MATLAB: How to find eigenvalues for a system of lenearized ordinary differential equations

Question

I have a system of linearized ODEs with corresponding boundary conditions.

%—————————-system of ODEs————————————–%

y'(1)=y(2)

y'(2)=y(3)

y'(3)=(phi./Da).*y(2)+(2.*phi.*Fr./A1).*fd.*y(2)-(fd1.*1./A1).*y(3)-(fdd.*1./A1).*y(1)+(2.*fd.*1./A1).*y(2)-(e./A1).*y(2)-(phi.*Ra./(A1^2).*A2).*y(4)

y'(4)=y(5)

y'(5)=-(Pr./A2).*(fd.*y(5)+thd.*y(1)+e.*y(4))];

%—————————boundary conditions———————————-%

y(1)=y(2)=y(4)=0 at eta=0

y(2)=y(4)=0 at eta=0;

here Pr phi Ra Da Fr A1 A2 fd1 fd fdd thd are known quantities and 'e' is unknown.

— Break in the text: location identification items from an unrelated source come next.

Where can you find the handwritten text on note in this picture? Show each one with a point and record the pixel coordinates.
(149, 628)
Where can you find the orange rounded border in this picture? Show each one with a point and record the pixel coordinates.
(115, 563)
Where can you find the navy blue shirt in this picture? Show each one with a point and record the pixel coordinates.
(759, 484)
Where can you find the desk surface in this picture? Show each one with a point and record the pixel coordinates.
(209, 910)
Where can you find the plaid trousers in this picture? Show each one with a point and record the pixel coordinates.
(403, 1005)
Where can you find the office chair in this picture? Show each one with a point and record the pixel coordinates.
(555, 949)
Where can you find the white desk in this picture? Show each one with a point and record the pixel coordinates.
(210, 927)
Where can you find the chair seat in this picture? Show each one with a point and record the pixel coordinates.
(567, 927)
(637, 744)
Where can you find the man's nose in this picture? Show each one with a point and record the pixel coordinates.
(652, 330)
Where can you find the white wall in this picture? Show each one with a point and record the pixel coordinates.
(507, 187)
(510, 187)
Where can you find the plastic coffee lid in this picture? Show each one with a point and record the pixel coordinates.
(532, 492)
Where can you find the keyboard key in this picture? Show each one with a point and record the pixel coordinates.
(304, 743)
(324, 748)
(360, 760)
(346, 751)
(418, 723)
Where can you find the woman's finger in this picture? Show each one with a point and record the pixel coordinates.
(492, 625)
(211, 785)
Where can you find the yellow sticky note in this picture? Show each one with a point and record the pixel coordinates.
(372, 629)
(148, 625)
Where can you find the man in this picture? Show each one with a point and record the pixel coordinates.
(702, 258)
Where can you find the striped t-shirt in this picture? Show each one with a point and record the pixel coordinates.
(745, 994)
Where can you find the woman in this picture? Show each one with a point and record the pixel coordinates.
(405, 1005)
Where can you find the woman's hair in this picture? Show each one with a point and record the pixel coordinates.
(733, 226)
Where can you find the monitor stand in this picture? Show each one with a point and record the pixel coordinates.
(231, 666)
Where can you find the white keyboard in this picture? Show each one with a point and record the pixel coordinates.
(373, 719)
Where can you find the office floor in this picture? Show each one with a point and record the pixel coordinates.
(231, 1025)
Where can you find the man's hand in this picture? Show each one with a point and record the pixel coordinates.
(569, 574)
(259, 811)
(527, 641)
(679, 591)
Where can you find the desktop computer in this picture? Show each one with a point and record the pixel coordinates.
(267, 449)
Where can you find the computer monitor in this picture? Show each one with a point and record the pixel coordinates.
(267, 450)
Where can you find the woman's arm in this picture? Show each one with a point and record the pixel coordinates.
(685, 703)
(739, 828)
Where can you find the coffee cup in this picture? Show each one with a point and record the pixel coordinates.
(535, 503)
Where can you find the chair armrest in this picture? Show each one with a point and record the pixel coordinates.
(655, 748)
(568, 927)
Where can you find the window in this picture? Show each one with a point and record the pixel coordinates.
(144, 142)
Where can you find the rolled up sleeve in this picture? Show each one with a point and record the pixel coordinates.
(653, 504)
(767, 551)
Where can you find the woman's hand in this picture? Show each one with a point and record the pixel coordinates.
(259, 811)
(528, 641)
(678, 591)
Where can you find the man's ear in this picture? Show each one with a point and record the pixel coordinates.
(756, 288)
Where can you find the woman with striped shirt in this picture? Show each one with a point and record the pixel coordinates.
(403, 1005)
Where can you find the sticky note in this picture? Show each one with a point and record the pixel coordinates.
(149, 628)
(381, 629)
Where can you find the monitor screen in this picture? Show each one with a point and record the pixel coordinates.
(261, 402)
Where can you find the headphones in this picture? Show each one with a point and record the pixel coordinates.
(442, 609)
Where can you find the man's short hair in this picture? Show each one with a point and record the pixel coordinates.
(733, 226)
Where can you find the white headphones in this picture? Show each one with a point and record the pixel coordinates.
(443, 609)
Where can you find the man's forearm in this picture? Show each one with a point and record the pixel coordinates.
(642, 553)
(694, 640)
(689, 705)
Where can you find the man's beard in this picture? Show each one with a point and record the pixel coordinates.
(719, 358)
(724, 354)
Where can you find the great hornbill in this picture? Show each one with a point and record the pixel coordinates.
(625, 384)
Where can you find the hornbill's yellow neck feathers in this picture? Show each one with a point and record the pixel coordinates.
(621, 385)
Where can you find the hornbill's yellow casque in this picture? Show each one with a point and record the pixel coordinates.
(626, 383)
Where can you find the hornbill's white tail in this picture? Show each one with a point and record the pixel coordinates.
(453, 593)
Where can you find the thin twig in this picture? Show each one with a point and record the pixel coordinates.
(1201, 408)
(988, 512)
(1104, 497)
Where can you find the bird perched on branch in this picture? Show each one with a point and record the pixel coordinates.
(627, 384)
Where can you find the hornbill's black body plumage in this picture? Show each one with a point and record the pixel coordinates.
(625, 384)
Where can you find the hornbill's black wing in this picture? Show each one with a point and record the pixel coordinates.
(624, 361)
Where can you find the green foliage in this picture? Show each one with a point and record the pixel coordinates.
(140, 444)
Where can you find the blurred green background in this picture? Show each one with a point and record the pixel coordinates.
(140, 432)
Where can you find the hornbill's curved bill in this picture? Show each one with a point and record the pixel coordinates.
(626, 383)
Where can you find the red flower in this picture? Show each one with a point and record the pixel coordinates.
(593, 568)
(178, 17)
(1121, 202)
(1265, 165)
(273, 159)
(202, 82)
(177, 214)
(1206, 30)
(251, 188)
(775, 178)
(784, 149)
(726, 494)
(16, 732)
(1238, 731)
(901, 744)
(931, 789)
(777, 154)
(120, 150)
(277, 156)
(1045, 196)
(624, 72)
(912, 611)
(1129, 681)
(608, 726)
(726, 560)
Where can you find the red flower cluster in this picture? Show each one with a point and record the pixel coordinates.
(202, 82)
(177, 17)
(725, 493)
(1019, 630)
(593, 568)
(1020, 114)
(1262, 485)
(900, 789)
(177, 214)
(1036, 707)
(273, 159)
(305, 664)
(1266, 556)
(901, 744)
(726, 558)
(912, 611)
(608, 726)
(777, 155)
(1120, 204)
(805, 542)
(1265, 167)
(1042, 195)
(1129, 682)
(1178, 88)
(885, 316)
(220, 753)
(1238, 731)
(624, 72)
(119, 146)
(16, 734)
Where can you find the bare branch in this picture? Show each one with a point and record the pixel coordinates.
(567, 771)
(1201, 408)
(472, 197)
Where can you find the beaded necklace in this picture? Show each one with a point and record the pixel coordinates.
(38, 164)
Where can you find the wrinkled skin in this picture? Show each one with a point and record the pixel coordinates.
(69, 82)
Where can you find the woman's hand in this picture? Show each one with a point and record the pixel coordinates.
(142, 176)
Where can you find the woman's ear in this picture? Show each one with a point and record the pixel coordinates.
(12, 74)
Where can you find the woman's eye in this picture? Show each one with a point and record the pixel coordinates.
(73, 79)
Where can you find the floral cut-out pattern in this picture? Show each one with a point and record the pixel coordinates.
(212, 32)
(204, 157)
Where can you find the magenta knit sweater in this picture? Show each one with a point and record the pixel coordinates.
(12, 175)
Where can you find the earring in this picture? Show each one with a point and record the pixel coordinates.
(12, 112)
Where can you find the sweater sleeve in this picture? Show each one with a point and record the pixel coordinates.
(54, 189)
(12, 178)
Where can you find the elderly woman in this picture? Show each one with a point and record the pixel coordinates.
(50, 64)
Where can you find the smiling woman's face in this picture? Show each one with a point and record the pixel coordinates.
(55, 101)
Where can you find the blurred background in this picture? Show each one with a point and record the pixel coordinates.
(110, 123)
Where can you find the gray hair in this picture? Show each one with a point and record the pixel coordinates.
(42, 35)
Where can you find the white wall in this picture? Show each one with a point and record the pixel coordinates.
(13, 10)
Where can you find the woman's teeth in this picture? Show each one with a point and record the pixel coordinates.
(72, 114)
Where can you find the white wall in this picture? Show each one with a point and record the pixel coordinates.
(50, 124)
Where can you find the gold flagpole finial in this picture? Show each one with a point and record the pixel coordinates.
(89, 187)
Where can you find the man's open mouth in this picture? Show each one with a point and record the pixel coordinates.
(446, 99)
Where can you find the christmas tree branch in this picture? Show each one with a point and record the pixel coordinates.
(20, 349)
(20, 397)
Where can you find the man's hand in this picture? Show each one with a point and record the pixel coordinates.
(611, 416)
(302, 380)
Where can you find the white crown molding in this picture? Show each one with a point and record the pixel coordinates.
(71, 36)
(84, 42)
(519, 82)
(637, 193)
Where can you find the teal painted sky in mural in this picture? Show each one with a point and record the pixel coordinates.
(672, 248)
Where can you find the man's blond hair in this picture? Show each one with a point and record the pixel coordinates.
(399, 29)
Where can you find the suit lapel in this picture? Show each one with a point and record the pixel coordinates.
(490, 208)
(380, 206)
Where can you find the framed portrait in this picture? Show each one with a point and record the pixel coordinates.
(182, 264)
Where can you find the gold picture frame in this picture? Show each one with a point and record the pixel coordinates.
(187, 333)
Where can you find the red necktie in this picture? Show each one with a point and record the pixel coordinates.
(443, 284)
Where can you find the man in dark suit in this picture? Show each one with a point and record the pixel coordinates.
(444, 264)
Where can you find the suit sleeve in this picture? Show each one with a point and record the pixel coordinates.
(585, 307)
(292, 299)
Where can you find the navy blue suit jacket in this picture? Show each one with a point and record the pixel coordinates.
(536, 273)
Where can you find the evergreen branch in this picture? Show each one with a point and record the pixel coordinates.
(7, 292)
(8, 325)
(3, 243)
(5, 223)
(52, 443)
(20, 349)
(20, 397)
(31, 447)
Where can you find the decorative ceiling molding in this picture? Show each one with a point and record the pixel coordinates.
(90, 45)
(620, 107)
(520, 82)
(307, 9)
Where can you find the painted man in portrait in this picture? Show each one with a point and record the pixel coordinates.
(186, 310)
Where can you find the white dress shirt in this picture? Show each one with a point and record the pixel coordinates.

I need to solve the system to find out the eigenvalues (e).

Thanks in advance.

Answer 1

Tanya, hi.

write so:

dyi/dt =...y1 (t)+...y2 (t)+...+y5(t);

let x (t)=[y1;y2;...;y5]; ->

((V/ve) x=Ah; A - matrix coeff. Your system. Let's formally denote d/dt=p

px-Ax=0; - > (p*E-A) x=0; since x is not 0, then

det(p*E-A)=0. This is the equation for the eigenvalues of p.